Produce Neo4j import CSVs from Wikipedia database dumps to build a graph of links between Wikipedia pages.
$ pip install wiki2neoUsage: wiki2neo [OPTIONS] [WIKI_XML_INFILE]
Parse Wikipedia pages-articles-multistream.xml[.bz2] dump into two Neo4j import
CSV files:
Node (Page) import, headers=["title:ID", "id"]
Relationships (Links) import, headers=[":START_ID", ":END_ID"]
Reads from stdin by default, pass [WIKI_XML_INFILE] to read from file.
Options:
-p, --pages-outfile FILENAME Node (Pages) CSV output file [default:pages.csv]
-l, --links-outfile FILENAME Relationships (Links) CSV output file [default: links.csv]
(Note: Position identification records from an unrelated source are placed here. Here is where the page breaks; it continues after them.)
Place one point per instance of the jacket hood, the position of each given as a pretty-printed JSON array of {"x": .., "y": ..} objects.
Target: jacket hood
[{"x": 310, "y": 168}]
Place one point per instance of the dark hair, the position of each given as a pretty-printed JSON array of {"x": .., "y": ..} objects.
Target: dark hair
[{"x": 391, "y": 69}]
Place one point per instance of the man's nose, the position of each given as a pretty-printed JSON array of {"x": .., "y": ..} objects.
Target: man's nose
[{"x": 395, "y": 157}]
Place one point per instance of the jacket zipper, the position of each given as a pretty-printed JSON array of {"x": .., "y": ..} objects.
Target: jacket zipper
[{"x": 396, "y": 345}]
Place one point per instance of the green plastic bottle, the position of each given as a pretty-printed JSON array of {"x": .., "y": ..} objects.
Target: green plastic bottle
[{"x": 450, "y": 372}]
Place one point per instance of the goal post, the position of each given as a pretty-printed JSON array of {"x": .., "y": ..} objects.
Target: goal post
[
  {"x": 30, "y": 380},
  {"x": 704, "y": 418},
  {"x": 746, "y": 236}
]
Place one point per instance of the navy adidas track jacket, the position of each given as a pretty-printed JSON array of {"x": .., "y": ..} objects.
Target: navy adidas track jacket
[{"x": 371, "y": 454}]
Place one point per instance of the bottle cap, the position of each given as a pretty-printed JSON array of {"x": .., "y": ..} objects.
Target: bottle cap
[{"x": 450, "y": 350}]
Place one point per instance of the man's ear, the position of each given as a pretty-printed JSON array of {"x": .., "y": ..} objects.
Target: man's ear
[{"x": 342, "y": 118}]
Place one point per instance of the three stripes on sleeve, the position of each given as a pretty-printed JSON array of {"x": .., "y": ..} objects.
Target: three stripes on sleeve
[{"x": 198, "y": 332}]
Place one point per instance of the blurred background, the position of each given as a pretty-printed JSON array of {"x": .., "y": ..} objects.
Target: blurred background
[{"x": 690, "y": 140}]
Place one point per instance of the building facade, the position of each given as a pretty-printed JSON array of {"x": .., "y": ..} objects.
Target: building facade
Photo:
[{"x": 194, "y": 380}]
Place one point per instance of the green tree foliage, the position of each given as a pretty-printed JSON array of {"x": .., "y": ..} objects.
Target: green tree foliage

--help Show this message and exit.
Import resulting CSVs into Neo4j:
$ neo4j-admin import --nodes:Page pages.csv \
--relationships:LINKS_TO links.csv \
--ignore-duplicate-nodes --ignore-missing-nodes --multiline-fields
Downloads from Wikipedia are in compressed xml.bz2 format. wiki2neo supports
parsing either the compressed bz2 file directly or an uncompressed xml file:
# compressed
$ wiki2neo pages-articles-multistream.xml.bz2
# uncompressed
$ wiki2neo pages-articles-multistream.xml